16h55, quand l’équipe du Japon, parfaitement alignée en judogi traditionnel blanc, salue « les Bleus », déjà prêts à en découdre pour honorer cette équipe de milliers de Français qui est là, juste au bord des tatamis. Je suis comme une enfant qui va au spectacle pour la première fois et qui n’en perdra pas une miette : je sais que de superbes combats s’annoncent et, comme on se le dit avec mes voisins Japonais, que les meilleurs gagnent, que le judo gagne !

17h20, quand Hifumi Abe entre sur le tatami à 3-1 pour le Japon et que nous pensons tous qu’il va marquer ce quatrième point du titre olympique. J’ai juste envie de voir à quel point Gaba, l’une des deux révélations de ces JO, va être transcendé par ce défi. Je suis absorbée par chacune de ces huit minutes de combat où il est difficile de respirer tant chaque action, de part et d’autre, est engagée, rapide et met en danger. Peu importe le résultat, c’est le judo que j’aime voir, ce spectacle splendide de deux combattants qui jouent ensemble.

19h25, quand juste après la victoire de la France, je me dépêche de retourner en salle d’échauffement pour récupérer le t-shirt de l’équipe de Japon promis par l’entraîneur et que je m’arrête net, surprise par Hifumi Abe qui sanglote juste là, inconsolable, le visage déformé comme si toute sa vie venait de s’écrouler. Sa sœur Uta lui tapote le dos… Inoue vient le prendre par les épaules et lui chuchote je ne sais quoi. Derrière, Saito aussi pleure. Ce gros bonhomme a le visage d’un enfant que l’on prive de son rêve. C’est dur.

20h20, quand après les podiums, je retourne encore dans cette salle d’échauffement et que je me retrouve embarquée dans une haie d’honneur faite de volontaires, ces gentils petits bonshommes verts qui viennent de passer une semaine ensemble, inséparables, et qui honorent spontanément tous ceux qui arrivent par une ola générale suivie d’applaudissements. Comme un second podium mais, cette fois-ci, celui du mérite et non de la victoire.

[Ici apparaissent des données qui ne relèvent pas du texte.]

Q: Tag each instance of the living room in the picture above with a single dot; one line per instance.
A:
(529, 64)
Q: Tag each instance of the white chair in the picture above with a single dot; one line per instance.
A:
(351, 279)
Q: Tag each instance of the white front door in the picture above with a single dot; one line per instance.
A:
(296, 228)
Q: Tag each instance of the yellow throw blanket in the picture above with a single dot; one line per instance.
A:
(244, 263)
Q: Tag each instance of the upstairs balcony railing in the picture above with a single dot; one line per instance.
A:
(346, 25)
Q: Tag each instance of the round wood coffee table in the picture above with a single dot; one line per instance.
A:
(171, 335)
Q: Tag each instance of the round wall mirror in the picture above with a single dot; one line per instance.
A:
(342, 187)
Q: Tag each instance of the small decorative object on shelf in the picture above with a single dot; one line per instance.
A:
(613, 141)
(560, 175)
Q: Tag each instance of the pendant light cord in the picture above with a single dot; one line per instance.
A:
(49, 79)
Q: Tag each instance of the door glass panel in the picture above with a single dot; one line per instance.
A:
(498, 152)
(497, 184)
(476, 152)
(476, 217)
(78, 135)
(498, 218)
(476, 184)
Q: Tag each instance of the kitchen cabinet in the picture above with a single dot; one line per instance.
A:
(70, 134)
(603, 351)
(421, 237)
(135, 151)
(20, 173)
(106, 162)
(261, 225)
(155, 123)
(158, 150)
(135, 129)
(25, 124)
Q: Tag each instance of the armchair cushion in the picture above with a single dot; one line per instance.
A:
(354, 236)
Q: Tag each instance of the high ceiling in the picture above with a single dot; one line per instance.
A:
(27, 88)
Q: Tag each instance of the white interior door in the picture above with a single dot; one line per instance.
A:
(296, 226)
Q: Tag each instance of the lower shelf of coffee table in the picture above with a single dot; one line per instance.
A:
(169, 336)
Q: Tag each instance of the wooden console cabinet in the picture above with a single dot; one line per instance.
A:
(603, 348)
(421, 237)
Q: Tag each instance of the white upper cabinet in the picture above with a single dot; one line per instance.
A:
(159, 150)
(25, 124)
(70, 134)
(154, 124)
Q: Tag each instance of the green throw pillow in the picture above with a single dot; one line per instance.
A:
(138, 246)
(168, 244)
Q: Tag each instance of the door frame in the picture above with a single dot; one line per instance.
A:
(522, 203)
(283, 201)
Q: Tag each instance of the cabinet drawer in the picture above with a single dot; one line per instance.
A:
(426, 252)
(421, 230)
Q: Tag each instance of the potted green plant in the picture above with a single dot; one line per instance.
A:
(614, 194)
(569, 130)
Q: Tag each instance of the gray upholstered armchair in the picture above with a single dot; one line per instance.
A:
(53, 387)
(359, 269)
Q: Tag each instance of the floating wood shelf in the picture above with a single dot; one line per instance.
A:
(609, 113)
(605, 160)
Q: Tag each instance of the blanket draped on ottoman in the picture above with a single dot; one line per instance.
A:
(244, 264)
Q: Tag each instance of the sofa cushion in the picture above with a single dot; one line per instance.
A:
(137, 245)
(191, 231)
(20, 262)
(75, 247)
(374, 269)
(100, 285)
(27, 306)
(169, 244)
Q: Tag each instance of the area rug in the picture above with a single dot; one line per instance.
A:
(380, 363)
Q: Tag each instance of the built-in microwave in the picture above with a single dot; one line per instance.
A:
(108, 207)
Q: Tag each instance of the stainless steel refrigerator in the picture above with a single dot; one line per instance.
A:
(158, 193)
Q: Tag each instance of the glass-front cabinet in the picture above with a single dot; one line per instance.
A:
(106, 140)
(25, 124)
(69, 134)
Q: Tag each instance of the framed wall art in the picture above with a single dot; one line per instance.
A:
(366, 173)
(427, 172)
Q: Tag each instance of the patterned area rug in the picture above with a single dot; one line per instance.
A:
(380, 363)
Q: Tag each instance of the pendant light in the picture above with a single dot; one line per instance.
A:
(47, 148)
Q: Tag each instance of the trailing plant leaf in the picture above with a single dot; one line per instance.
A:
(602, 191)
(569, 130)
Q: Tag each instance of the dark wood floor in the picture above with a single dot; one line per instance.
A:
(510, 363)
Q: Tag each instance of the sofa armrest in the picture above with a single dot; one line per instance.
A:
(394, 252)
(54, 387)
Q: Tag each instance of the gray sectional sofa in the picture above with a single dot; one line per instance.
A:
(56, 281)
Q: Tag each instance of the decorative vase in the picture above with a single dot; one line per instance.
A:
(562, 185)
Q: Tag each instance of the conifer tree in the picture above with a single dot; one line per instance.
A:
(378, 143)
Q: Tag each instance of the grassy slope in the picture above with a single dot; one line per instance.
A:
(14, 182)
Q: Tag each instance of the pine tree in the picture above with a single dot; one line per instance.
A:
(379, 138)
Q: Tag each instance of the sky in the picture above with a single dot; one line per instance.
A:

Tout le monde y passe, au compte-gouttes : les héros du jour dans leur survêtement blanc France, les Japonais encore déçus qui sourient de cette surprise, les coaches des uns et des autres, la petit Athéna et les sparrings, l’équipe de Corée qui y passe avec toutes ses valises et les Brésiliens qui savent, aussi, faire la ola.

20h55, quand je vois cet immense désordre sur ces tatamis d’échauffement : des valises partout, des garçons qui se déshabillent, des athlètes qui se serrent dans les bras, des volontaires qui font des selfies avec ces stars du judo mondial, des Japonais qui font sauter en l’air leur head coach Keiji Suzuki… il n’y a plus aucune organisation, tout est mélangé, ce sont les derniers instants que nous vivons, ensemble.

22h05, quand la journée a fini par avoir eu raison de moi et s’achève, et que je rentre par la même rue que celle empruntée ce matin à 5h30, seule. Seule mais tellement remplie de ce « ensemble ». Les volontaires, l’Aréna, les athlètes et leurs coaches, les voisins de gradins… Les gentils sourires et les rires francs, les acclamations et les discussions, les mots d’anglais, de japonais, d’espagnol, etc. Les déceptions et les pleurs, les bruits de judogi et les ippons. Le judo, notre discipline, notre art, que l’on classe aux JO comme sport individuel mais que je viens de vivre comme le plus incroyable des sports collectifs.